For the full year, P&G stuck with earlier guidance of $3.65 to $3.80 per share with organic sales growth — or sales not related to acquisitions and other such changes — of 1 to 3 percent. Analysts expect $3.76 per share on revenues of $80.4 billion.
The quarter ended A.G. Lafley's nine-year run as CEO. McDonald took over July 1, while Lafley stays as chairman.
"In fiscal 2009 and particularly in the fourth quarter, P&G faced one of the most difficult macroeconomic environments in decades," Lafley said in a statement, adding that P&G stayed focused on cost discipline and investments for long-term growth.
For its fiscal year, P&G reported profit rose 11 percent, to $13.4 billion, with a boost from the sale of its Folgers coffee business. Earnings per share were $4.26, with the sale adding 68 cents, over the prior year's $3.64.

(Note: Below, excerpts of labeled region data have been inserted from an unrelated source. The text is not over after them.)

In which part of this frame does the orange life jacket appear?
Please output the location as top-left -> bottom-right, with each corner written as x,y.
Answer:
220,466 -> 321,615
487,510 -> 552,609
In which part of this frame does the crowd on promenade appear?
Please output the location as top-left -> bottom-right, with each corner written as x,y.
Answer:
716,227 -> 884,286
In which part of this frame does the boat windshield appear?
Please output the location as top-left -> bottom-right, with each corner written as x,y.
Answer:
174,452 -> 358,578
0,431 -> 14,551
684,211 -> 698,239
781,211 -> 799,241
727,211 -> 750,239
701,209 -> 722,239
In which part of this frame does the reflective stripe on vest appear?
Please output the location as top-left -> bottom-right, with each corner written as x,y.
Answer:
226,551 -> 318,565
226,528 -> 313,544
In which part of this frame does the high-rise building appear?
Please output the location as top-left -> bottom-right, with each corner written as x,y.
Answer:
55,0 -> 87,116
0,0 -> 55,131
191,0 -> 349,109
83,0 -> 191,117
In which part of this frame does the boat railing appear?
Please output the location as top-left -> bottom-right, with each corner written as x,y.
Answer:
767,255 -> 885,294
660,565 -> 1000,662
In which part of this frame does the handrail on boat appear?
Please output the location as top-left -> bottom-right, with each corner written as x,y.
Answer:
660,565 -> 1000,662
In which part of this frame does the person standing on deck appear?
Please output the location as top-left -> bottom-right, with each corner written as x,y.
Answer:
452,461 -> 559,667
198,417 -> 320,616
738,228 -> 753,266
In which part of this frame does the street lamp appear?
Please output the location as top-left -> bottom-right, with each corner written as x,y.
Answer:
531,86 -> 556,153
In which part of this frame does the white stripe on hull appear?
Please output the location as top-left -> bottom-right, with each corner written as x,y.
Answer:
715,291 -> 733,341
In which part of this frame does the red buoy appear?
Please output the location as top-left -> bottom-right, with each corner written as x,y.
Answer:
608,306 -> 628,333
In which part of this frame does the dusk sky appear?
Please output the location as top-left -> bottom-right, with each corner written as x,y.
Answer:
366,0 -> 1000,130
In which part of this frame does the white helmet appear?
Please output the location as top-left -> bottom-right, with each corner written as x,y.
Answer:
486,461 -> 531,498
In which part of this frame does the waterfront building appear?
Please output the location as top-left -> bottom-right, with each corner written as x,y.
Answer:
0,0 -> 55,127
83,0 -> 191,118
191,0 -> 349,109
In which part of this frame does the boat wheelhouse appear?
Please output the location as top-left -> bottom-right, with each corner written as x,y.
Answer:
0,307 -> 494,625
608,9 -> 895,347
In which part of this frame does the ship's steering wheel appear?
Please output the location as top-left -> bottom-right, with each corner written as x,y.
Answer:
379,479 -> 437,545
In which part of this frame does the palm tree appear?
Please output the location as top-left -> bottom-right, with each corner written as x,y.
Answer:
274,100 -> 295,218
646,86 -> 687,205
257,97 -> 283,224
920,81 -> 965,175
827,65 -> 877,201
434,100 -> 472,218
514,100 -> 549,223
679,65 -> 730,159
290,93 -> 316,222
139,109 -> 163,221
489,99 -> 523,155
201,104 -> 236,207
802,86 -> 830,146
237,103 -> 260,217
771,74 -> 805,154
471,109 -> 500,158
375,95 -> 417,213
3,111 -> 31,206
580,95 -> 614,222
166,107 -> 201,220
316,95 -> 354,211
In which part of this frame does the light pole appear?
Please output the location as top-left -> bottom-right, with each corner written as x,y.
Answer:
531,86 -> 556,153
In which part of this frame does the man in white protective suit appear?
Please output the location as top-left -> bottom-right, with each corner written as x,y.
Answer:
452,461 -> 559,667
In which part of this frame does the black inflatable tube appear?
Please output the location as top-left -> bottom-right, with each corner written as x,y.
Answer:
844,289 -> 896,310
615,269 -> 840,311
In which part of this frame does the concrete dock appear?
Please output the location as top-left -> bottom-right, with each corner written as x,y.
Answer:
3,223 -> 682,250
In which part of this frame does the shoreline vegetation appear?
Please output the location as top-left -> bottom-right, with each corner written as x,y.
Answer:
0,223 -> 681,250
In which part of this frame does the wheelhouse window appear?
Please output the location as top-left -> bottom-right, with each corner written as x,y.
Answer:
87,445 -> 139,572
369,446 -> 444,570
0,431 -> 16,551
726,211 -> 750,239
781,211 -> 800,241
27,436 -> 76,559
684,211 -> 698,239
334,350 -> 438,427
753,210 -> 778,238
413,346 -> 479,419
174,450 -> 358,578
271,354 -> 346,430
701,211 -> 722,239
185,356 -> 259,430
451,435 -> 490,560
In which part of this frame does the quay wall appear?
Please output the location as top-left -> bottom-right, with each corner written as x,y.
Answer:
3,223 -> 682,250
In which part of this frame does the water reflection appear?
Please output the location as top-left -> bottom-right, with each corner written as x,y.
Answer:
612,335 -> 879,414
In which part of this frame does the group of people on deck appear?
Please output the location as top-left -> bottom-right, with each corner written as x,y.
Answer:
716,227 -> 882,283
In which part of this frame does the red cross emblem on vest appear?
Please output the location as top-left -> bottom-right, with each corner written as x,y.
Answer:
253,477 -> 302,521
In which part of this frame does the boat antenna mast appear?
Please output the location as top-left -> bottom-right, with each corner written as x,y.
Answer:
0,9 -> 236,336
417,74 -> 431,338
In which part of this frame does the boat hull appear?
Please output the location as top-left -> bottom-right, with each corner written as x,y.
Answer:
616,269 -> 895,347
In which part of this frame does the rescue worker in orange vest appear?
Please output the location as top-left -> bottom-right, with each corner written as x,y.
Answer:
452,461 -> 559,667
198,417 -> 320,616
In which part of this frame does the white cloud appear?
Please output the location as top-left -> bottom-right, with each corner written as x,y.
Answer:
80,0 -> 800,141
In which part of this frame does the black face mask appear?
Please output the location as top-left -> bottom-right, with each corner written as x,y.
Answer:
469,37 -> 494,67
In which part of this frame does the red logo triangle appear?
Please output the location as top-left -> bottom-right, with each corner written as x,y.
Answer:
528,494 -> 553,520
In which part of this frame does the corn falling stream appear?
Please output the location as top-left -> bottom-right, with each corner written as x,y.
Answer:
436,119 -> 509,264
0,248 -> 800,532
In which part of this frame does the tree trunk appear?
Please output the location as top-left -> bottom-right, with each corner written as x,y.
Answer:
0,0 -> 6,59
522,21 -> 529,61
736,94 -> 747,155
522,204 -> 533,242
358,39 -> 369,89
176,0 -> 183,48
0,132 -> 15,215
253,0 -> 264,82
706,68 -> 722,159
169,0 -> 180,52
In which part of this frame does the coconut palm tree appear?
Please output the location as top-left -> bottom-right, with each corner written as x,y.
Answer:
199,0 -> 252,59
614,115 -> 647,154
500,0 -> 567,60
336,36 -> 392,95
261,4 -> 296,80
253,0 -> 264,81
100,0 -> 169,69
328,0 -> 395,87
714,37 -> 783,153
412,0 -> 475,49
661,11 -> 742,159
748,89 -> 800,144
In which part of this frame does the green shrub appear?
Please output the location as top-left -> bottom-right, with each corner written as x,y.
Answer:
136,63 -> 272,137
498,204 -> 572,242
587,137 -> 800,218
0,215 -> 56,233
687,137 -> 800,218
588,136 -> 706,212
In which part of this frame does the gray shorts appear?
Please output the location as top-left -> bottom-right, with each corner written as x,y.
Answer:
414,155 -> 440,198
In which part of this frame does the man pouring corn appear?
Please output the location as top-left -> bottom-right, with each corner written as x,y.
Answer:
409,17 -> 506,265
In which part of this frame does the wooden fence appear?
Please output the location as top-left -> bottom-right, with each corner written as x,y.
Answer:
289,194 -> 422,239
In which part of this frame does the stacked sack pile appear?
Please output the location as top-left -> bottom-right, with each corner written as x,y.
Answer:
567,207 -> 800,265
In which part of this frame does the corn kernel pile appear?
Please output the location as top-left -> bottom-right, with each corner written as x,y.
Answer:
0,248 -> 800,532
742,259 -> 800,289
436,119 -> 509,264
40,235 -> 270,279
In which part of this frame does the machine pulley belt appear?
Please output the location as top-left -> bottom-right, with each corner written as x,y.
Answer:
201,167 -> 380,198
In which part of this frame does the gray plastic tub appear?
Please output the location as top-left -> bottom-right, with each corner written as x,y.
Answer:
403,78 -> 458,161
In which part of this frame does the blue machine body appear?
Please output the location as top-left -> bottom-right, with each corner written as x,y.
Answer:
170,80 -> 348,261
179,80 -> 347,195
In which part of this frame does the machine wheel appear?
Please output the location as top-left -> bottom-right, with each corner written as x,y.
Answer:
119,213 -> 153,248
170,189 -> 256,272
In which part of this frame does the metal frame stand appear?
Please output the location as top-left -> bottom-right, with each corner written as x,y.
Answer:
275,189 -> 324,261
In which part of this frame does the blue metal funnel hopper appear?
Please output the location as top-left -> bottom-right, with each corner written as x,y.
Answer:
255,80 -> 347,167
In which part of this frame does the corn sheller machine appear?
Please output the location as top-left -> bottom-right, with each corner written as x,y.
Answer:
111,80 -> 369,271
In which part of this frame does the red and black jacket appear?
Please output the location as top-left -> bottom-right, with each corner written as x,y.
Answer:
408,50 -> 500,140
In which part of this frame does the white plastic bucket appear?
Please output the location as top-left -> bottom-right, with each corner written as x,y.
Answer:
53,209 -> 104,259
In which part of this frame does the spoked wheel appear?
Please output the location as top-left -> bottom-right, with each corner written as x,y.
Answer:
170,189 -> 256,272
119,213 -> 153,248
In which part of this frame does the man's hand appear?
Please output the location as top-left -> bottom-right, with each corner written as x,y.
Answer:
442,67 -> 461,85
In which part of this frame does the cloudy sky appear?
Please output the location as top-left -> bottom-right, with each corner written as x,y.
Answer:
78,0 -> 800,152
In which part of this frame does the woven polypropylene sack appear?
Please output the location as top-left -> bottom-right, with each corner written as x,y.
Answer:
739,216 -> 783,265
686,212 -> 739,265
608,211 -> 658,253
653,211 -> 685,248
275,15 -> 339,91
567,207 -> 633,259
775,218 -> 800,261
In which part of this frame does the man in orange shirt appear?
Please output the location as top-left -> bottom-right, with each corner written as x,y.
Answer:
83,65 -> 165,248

Sales fell 3 percent, to $79 billion.
More Sports Advertising
Meanwhile, the company says four of its brands, including Old Spice deodorant and Gillette shavers, will become "official products" of NFL locker rooms, and eight others can carry the NFL logo in retail marketing under the new multiyear contract that kicks off this season.
The deal also gives P&G marketing rights for the Super Bowl, NFL.com online and the NFL Network on television.
Other details weren't available in advance of an announcement set for later Wednesday at the Cincinnati Bengals' training camp in Georgetown, Ky.
P&G's heartburn medicine Prilosec OTC continues as a multiyear NFL sponsor.
Sports sponsorships have been increasing at Cincinnati-based P&G since it acquired longtime Major League Baseball sponsor Gillette in 2005. Gillette features stars Tiger Woods of golf, Roger Federer of tennis and Derek Jeter of baseball in current advertising.
"It really underscored the power of what sports marketing can do," Jason Dial, director of global sports marketing for P&G, said of Gillette.
He said P&G has more sports tie-ins in the works, including some he said will be surprising, while declining to give examples.
P&G, the world's largest advertiser with some $8 billion in annual spending, has traditionally been more oriented to female consumers. Dial said the popular NFL expands P&G's marketing audience, while an NFL official said the sport has a growing female fan base of some 40 percent that will be boosted by the P&G link.
Mark Waller, the NFL's Senior Vice President for sales and marketing, said the agreement adds "one of the great global company's marketing excellence" to the league.
Febreze air freshener and Head & Shoulders shampoo will also become NFL locker room products, while brands from Tide detergent to Charmin toilet paper can use the NFL logo.